RETAIL 4.0 PRINCIPLES-BASED PRIORITY TASKS OF SMARTIZING THE SHOPPING IN A CONVENCIONAL HYPERMARKET

Authors

  • Olena Shtovba Vinnytsia National Technical University

DOI:

https://doi.org/10.31649/ins.2023.2.8.17

Keywords:

Retail 4.0, RFID, retail, hypermarket, supermarket, smart trolley, order completion, buyer's route optimization, generalized traveling salesman problem

Abstract

Retail 4.0 is the newest approach to Industry 4.0-based retail organization. Industry 4.0 involves the industry transformation to the most robotic production, which is controlled by intelligent systems based on cyber-physical devices with usage of Internet of things, cloud information resources, big data processing, and virtual reality. The paper proposes two promising tasks for the implementation of Retail 4.0 technologies in the practices of traditional hypermarkets and supermarkets with low investments. The first task concerns the optimization of the buyer's route, and the second task concerns the optimization of the route of the store employee who completes the online order. It is assumed that the trolleys with RFID-modules and a system of radio frequency identification of the location of devices are available in a supermarket. Task of routine optimization for a buyer with a smart trolley is reduced to a generalized traveling salesman task. The possibility of dynamic adaptation of the route due to changes in the availability of aisles and stock of goods is considered. Three monetization ways of the proposed routine optimization service are proposed.
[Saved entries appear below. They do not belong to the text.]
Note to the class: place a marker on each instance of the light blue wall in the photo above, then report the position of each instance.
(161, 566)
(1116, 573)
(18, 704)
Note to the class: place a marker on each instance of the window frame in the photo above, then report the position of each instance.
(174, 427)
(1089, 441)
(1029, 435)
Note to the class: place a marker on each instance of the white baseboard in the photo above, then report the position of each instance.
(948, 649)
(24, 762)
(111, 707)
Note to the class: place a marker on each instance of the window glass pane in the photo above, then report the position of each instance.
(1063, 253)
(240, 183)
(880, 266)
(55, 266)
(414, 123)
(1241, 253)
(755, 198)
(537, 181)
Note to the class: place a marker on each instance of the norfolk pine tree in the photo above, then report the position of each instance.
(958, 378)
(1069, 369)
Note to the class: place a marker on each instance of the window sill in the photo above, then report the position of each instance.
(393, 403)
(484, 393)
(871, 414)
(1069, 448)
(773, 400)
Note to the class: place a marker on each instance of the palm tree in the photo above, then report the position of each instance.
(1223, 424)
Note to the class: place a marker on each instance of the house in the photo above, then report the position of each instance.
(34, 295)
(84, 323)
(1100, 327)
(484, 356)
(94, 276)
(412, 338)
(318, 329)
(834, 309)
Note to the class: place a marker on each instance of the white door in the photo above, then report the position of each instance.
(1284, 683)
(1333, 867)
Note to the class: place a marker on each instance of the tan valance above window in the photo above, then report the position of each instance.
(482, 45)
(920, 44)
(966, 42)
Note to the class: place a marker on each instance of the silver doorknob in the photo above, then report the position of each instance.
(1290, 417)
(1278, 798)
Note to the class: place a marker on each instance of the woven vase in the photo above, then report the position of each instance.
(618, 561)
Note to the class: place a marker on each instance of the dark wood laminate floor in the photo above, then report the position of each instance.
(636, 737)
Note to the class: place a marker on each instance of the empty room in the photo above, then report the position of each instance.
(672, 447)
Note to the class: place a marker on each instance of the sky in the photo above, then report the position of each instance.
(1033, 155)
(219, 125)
They are based either on direct payment by the buyer for optimal routing service, or indirect payment through increased loyalty or the ability to promote additional products through the recommendation module. Recommendations are provided at hand, i.e. directly in the trading zone near the area of visibility to the recommending product. The second task concerns the optimal completion of online orders by store employees. In addition to the possibility of dynamic adaptation of the route, to save time, it is additionally suggested to complete two similar small orders at the same time. The principles by which it is possible to identify the most similar pairs of orders from the point of view of their picking routes have been formulated.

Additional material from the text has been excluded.